# How do you graph f(x)=(2x)/(3x-1) using holes, vertical and horizontal asymptotes, x and y intercepts?

Feb 24, 2018

$x = \frac{1}{3}$ is the vertical asymptote.

$y = \frac{2}{3}$ is the horizontal asymptote.

$x = 0$ is the x-intercept.

$y = 0$ is the y intercept.

#### Explanation:

The vertical asymptote is found when $f \left(x\right)$ tends to infinity. $f \left(x\right)$ normally tends to infinity when the denominator tends to $0$.

So here:

$3 x - 1 = 0$

$3 x = 1$

$x = \frac{1}{3}$ is the vertical asymptote.

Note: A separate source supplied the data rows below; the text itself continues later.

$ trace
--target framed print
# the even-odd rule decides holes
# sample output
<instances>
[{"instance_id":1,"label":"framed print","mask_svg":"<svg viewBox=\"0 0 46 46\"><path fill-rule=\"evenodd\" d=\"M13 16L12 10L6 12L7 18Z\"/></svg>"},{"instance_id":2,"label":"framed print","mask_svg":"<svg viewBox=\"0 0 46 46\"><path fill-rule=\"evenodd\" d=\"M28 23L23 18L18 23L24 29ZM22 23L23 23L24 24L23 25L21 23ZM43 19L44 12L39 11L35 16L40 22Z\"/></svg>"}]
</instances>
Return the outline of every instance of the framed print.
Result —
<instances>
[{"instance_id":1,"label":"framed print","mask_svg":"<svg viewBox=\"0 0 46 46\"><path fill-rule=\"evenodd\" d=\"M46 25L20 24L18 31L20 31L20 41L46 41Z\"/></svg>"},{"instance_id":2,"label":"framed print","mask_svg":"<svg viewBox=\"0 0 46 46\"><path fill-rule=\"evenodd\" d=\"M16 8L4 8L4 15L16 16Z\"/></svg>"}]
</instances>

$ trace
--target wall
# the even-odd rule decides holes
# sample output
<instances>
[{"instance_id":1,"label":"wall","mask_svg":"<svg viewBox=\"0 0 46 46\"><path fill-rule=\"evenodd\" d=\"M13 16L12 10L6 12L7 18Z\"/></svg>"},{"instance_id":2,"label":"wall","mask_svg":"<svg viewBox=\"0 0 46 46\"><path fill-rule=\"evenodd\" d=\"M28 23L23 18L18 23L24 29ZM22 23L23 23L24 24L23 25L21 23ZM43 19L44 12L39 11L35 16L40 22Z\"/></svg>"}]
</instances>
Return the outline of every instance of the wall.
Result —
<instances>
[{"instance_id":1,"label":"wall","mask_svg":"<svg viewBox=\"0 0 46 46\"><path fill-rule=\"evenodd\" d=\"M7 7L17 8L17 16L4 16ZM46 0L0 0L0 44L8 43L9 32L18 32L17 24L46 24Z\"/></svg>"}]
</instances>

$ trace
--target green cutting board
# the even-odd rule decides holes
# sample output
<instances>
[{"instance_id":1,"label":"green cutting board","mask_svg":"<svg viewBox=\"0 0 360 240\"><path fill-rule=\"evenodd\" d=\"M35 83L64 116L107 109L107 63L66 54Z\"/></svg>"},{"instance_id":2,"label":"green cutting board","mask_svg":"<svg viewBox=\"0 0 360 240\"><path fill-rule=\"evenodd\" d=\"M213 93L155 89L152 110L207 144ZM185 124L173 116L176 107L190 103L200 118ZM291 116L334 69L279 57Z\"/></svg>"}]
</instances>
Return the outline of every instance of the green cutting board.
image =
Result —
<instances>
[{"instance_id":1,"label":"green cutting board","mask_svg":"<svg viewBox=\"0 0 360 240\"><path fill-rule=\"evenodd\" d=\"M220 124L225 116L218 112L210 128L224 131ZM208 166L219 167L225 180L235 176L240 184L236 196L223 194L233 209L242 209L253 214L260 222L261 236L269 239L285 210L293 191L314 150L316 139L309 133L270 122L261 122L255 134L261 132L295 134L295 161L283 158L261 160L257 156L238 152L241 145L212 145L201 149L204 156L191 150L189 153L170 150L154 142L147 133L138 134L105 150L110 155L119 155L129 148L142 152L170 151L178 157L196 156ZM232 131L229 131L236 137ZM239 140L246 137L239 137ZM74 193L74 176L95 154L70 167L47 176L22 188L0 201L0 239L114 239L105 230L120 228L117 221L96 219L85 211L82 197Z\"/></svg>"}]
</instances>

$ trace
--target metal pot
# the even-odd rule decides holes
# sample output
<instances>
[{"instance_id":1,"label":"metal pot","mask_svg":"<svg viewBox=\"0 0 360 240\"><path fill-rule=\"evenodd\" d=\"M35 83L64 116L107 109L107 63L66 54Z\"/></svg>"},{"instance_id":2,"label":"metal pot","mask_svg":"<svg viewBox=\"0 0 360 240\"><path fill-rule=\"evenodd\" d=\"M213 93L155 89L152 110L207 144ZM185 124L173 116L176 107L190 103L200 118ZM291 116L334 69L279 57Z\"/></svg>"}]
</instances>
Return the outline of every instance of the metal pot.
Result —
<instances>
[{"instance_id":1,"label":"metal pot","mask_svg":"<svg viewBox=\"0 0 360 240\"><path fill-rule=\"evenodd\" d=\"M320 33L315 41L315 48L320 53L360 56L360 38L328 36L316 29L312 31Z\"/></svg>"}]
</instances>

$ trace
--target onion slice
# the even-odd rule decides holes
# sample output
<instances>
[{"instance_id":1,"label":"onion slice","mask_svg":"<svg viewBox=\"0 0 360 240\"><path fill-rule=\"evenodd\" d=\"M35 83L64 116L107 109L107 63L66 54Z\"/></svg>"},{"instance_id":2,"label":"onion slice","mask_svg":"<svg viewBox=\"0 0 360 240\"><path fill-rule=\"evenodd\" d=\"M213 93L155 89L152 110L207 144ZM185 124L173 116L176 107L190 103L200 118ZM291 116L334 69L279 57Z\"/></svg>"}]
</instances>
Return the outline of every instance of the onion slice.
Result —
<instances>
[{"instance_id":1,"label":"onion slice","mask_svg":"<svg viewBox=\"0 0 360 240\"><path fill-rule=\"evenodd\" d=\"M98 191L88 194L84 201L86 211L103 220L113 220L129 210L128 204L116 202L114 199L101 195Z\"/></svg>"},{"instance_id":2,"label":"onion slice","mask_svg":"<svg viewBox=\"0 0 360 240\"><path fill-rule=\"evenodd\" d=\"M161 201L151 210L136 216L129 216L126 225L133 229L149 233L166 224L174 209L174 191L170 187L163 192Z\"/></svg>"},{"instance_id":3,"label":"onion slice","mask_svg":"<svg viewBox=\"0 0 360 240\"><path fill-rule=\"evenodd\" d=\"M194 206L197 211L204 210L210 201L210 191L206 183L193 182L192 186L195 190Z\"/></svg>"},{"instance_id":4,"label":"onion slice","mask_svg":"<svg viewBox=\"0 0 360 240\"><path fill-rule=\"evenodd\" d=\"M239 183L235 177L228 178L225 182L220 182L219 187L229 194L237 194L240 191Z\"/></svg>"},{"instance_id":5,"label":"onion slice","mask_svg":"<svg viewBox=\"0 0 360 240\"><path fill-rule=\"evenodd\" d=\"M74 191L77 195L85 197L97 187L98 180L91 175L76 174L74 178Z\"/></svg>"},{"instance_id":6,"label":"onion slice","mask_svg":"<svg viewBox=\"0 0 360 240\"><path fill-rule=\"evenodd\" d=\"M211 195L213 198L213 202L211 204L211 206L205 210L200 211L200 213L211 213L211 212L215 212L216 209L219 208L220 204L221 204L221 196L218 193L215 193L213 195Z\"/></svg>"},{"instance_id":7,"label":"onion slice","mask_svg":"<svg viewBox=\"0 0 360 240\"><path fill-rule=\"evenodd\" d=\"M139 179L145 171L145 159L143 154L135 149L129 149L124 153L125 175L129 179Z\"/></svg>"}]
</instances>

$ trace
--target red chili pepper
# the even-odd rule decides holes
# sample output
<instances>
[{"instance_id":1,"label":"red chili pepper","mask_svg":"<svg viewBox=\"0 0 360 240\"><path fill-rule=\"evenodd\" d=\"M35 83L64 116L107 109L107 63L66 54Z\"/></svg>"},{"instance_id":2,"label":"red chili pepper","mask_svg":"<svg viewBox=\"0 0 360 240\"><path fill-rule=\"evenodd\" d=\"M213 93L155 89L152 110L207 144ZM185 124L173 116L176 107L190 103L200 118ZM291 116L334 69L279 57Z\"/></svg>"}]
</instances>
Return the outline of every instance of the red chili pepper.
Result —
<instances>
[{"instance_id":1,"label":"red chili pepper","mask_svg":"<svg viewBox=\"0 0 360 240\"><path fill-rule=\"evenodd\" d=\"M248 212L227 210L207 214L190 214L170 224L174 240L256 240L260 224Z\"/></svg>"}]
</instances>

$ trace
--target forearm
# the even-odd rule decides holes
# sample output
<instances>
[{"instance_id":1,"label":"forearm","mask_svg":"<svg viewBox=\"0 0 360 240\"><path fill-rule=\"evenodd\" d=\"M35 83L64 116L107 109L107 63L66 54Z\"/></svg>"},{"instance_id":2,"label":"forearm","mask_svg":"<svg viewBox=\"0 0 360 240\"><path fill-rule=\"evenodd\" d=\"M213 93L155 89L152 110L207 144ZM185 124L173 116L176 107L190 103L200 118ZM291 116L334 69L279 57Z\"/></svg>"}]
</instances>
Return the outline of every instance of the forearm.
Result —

For the horizontal asymptote, we use the degrees of the numerator and the denominator. Say $m$ is the former and $n$ the latter. If:

$m > n$, then there is no horizontal asymptote, only a slant.
$m = n$, the horizontal asymptote is at the quotient of the leading coefficient of the numerator and denominator
$m <$$n$, the asymptote is at $y = 0$.

Here, $m = 1$ and $n = 1$. So $m = n$.

We must divide the leading coefficients of the numerator $\left(2\right)$ and the denominator ($3$).

$y = \frac{2}{3}$ is the horizontal asymptote.

The x-intercept is found when $f \left(x\right) = 0$. Here,

$\frac{2 x}{3 x - 1} = 0$

$2 x = 0$

$x = 0$ is the x-intercept.

The y-intercept is the answer to $f \left(0\right)$. Inputting:

$\frac{2 \cdot 0}{3 \cdot 0 + 1}$

$\frac{0}{1}$

$y = 0$ is the y intercept.